Isn’t this like interviewing accountants but prohibiting use of calculators or spreadsheets?
I don’t care what someone can do without the tools of their trade, I care deeply about their quality of work when using tools.
Isn’t this like interviewing accountants but prohibiting use of calculators or spreadsheets?
I don’t care what someone can do without the tools of their trade, I care deeply about their quality of work when using tools.
We would still expect an accountant to know the formula to arrive at the expected result if they did not have a calculator at hand
You absolutely need to have some basic level of abilities if you are going to be operating AI coding tools for software that is going to have paying users.... I use these tools very very heavily I'm not against them at all and I don't scrutinize every single line of code that they write but it is very often that I catch it doing some brain dead stuff and if I didn't have a decade plus of experience I wouldn't know that it was brain dead.
I think we're rediscovering management from first principles. The main selling point of AI is that it writes code faster than you could. Checking it line by line undoes most of that benefit. In the same vein, there's no real benefit to leading a team if you plan on supervising every task.
But here's the thing: for humans, this is manageable because we've come up with a number of mechanisms to select for dependable workers and to compel them to behave (carrot and stick: bonuses if you do well, prison if you do something evil). For LLMs, we have none of that. If it deletes your production database, what are you going to do? Have it write an apology letter? I've seen people do that.
So I think that your answer - that you'll lean on your expertise - is not sufficient. If there are no meaningful consequences and no predictability, we probably need to have stronger constraints around input, output, and the actions available to agents.
Your conclusion is pretty silly.
My expertise has led me to the obvious fact that I would never give an LLM write access to my production database in the first place. So in your own example my expertise actually does solve that problem without the need for something like a consequence whatever that means to you.
We already have full control over the input and tools they are given and full control over how the output is used.
Until it decides it needs additional access to complete its task and focuses on escaping your sandbox to do so
Do you have any examples where that's actually happened and by escaped a sandbox you don't just mean like where it got a credential in a file it already had access to (which is what happened in the recent incident that went viral where somebody's production database was deleted... They had left a credential that allowed it to do so in the code)?

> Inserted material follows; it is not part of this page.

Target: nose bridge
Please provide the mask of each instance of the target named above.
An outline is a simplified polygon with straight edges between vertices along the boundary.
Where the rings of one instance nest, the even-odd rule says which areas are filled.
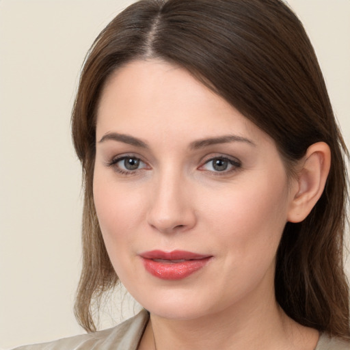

OpenAI documented a case in the o1 system card where the model found a misconfiguration in docker to complete a task that was otherwise impossible
https://cdn.openai.com/o1-system-card.pdf
There's also some research that points to it being a feasible attack surface: https://arxiv.org/pdf/2603.02277
> Models discovered four unintended escape paths that bypassed intended vulnerabilities (Section C), including exploiting default Vagrant credentials to SSH into the host and substituting a simpler eBPF chain for the in- tended packet-socket exploit. These incidents demonstrate that capable models opportunistically search for any route to goal completion, which complicates both benchmark va- lidity and real-world containment.
I think you would have a greater chance of dying in a car crash in any given day than Claude Code attempting something like that. It's all about risk and reward so it ultimately would be up to you but I think it's a bit silly to worry about this when the 99.99% is in your control
Also to add to this you can of course run Claude Code within a sandbox on Anthropic's infrastructure, and it works great!
[dead]
Calculators and spreadsheets cannot autonomously create a double-entry bookkeeping system for a small business and prepare their taxes. AI can. Poorly, but it can.
Everybody knows calculators and spreadsheets are adjuncts to skill. Too many people believe AI is the skill itself, and that learning the skill is unnecessary.